There are several methods that might be employed to address the imprecision of the validation observations such as: 1) selecting a subset of the validation observations and running these through a lab (e.g., hydrometer) to verify class labels or 2) Use a method that accounts for measurement uncertainty (though I will admit to not knowing of a method to do such a comparison without retreating to a statistics textbook).

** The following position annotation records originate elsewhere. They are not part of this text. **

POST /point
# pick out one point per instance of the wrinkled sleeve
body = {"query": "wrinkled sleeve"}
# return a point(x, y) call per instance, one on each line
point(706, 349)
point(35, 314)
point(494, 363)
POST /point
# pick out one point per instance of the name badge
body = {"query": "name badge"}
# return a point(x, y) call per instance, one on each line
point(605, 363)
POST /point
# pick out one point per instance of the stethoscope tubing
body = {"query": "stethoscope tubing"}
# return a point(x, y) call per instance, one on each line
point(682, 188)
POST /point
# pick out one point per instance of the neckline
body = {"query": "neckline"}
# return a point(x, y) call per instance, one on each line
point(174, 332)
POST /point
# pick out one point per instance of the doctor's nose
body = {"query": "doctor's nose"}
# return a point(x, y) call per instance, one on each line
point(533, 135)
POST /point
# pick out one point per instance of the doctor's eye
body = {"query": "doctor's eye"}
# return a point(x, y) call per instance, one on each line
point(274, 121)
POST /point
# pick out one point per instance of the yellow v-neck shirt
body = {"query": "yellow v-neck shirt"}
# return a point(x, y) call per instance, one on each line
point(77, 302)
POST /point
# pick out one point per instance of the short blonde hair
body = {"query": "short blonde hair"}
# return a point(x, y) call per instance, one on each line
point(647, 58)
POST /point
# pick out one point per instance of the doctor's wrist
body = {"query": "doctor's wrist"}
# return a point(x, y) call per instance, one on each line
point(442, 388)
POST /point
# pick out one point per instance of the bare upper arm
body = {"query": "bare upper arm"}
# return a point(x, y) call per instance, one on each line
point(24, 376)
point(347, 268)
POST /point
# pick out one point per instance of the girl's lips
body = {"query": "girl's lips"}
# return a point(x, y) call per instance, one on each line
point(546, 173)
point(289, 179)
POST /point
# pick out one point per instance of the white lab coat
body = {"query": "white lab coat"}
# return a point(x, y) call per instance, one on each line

I am also uncomfortable with the conclusions. The authors state “results from this study highlight the need for on-site verification technologies… that can constrain the… site-based soil map predictions”. I generally agree with this, but feel that this conclusion focuses too much on such technologies. What about improving the soil maps? If soil maps were 100% accurate then they would be a very useful source of soil information and we wouldn’t need on-site verification technologies. I realize that no soil map (or any map) will every be 100% accurate, but the authors should consider this in their conclusions. Also, what about training more soil scientists? A broader cadre of local professional soil scientists could provide such site-specific information and might be more familiar with local soils and issues.
Technical Corrections:
- Figure 5 and 5. A-d. I believe this would be much more helpful if these were to show the resampled depths instead of the original depths. Also, do i-n show M2F observations at the pedon scale or farm scale?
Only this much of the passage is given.